Background: Kappa is commonly used when assessing the agreement of conditions with reference standard, but has been criticized for being highly dependent on the prevalence. To overcome this limitation, a prevalence-adjusted and bias-adjusted kappa (PABAK) has been developed. The purpose of this study is to demonstrate the performance of Kappa and PABAK, and assess the agreement between hospital discharge administrative data and chart review data conditions.
Methods: The agreement was compared for random sampling, restricted sampling by conditions, and case-control sampling from the four teaching hospitals in Alberta, Canada from ICD10 administrative data during January 1, 2003 and June 30, 2003. A total of 4,008 hospital discharge records and chart view, linked for personal unique identifier and admission date, for 32 conditions of random sampling were analyzed. The restricted sample for hypertension, myocardial infarction and congestive heart failure, and case-control sample for those three conditions were extracted from random sample. The prevalence, kappa, PABAK, positive agreement, negative agreement for the condition was compared for each of three samples.
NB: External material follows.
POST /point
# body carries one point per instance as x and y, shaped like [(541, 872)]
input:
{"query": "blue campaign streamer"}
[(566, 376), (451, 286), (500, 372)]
Results: The prevalence of each condition was highly dependent on the sampling method, and this variation in prevalence had a significant effect on both kappa and PABAK. PABAK values were obviously high for certain conditions with low kappa values. The gap between these two statistical values for the same condition narrowed as the prevalence of the condition approached 50%.
Conclusion: Kappa values varied more widely than PABAK values across the 32 conditions. PABAK values should usually not be interpreted as measuring the same agreement as kappa in administrative data, particular for the condition with low prevalence. There is no single statistic measuring agreement that captures the desired information for validity of administrative data. Researchers should report kappa, the prevalence, positive agreement, negative agreement, and the relative frequency in each cell (i.e. a, b, c and d) to enable the reader to judge the validity of administrative data from multiple aspects.